Jul 3, 2014

Ego Therapy: What Gyms Sell

Why gyms do more to remedy our fragile egos than work out our muscles

Why do some people become obsessed with going to gyms and working out? To be fit. Why? To be healthy. Why? So they can live an active and happy life. Does it really require lifting heavy weights in a room full of sweaty people making groaning noises to stay healthy? How about going hiking or a long walk outside or doing simple exercises at home? And what is this perfect model of health and fitness anyways? Is it mass body index? Winning CrossFit competitions? Finishing marathons? And which latest “cool” fitness craze/cult has the most believable founding story, pseudo-organic philosophy and covert corporate sponsorship to convince me to join its fitness religion and remedy my fragile ego?

Does being fit require religiously spending many hours every week in gyms; sweating, lifting, groaning and tracking every set, rep, mile, pound, minute and countless other metrics on the way to becoming our best and fittest self? Do we stop working out when we reach our fitness goals? Is there even such thing as a fitness goal or is “fitness” rather a vague idea rebranded and packaged as a “lifestyle” by marketing gurus to create and hype up the next big exercise craze and associated consumption? Is there a fitness craze out there that was not hijacked, hyped up and heavily marketed by big corporations once it started growing, often undermining its original, grassroots and organic founding? Aren't all these fitness memes and cults (CrossFit, Yoga, Kickboxing, Zumba, etc.) just different marketing schemes of the Fitness Industrial Complex to profit from the insecurities of an individualistic and over-competitive culture? Are we compensating for our lack of confidence and status by tailoring our external and physical features to match that of society’s “perfect” model so others respect and like us through our “society approved” physical identifiers/features? Of course, the sad irony here is that even in the absence of insecurities that motivate some to obsess over their self image, our modern superficial society judges everyone by their looks and external image. So we are in a way forced to participate in this game, even if we don’t believe in it.

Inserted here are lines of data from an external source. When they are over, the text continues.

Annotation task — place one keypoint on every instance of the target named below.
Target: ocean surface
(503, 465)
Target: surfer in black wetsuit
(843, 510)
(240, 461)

Gyms obviously play a huge role in providing therapeutic help to prop up and maintain our fragile egos. Most of us are by default, insecure about our insignificance in an over-competitively alienating and individualistically shallow and judgmental society, where people are judged by their careers, titles, degrees, wealth and looks. Some are fat but have fancy titles and jobs. Others have fancy degrees and are fit and some are just extremely fit. But the sad and ironic through behind these ego remedies, is that they never actually remedy the deep insecurity within, just mask them temporarily. That’s why the chase to keep our ego remedy glasses full is an infinite struggle for the self, and a consumption gold mine for corporations once rebranded as a “cool lifestyle”.

If we accept the argument above, then shouldn't we also conclude that, a fat, unemployed and uneducated person who is in peace with him or herself (feeling no envy or jealousy of others’ lives) is a more genuine person? Would we rather not spend more time with this person than an extremely fit, Ivy League graduate lawyer, who will not stop talking about his or her accomplishments, wealth, cars and travels?

The therapeutic feeling that comforts my ego when I work out in the gym while checking myself out in the mirror, is what gyms sell. Being healthy, physically fit and looking “in shape” are just positive side-effects of the ego remedy we are sold by corporations when we buy into the next fitness craze.